Jenny Teeson learned that she had been drugged and raped more than a year after the assault took place, when she found videos of it on her computer.
She watched in horror as a man forcibly penetrated her motionless body with a sex toy while her toddler son lay sleeping nearby — all documented in a video shot inside their Andover home.
But Teeson's attacker will never be charged with rape because, until recently, that man was her husband.
"I know why victims give up," Teeson said in a recent interview. "Nothing on his record says criminal sexual conduct, that he raped me. Nothing says anything to the sex crimes that he did."

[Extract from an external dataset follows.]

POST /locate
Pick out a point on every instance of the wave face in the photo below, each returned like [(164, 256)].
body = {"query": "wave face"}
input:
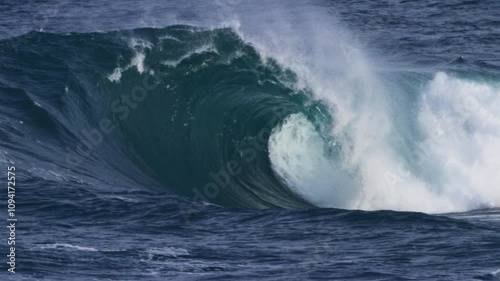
[(220, 116)]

Minnesota is one of about a dozen states that still grant spouses and cohabiting partners exemptions from its sexual assault laws under certain conditions. The state's "voluntary relationship" statute, which dates to the 1970s, does not exempt spouses from prosecution for forcible rape. But while it is otherwise illegal in Minnesota to engage in sexual penetration with someone who is "mentally impaired, mentally incapacitated, or physically helpless," that provision does not apply in marriage.

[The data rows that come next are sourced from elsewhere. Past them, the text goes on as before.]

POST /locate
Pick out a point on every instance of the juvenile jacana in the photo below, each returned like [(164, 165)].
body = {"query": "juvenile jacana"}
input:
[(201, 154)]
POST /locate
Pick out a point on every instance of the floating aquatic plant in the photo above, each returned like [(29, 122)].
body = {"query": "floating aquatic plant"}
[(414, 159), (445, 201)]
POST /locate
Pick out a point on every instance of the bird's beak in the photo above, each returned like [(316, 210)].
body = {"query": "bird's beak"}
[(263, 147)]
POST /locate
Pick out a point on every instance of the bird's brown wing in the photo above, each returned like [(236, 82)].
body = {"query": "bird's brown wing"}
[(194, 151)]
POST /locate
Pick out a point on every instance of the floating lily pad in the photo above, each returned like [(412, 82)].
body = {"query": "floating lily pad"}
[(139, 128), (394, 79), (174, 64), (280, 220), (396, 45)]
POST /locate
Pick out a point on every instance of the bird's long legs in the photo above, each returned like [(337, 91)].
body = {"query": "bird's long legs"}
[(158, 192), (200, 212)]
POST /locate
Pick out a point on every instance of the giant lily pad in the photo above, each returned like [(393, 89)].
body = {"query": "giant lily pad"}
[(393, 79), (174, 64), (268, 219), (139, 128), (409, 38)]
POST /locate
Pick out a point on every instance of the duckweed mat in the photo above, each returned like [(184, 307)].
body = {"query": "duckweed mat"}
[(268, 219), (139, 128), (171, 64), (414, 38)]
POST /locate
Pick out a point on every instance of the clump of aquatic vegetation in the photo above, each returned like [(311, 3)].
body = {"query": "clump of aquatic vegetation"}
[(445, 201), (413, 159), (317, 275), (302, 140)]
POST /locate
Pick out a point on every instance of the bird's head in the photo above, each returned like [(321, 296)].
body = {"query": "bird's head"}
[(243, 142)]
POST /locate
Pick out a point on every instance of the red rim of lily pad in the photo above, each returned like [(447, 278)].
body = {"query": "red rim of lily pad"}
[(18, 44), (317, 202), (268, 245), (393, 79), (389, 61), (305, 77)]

Now state legislators are mounting an effort to repeal that law, one of the first statutory reforms in the wake of a Star Tribune investigation that found chronic and widespread lapses in law enforcement's handling of rape cases.

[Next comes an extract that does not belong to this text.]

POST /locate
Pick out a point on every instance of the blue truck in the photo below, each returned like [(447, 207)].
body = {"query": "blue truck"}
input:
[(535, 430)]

For Teeson, it's been a longer journey: from finding those videos nearly two years ago, to describing her experience in a courtroom late last year and, finally, to watching her story fuel action at the State Capitol this session.
On Thursday, Teeson looked on with her parents as the Minnesota House unanimously passed its bill to repeal the law. A matching effort in the Senate is moving closer to a floor vote.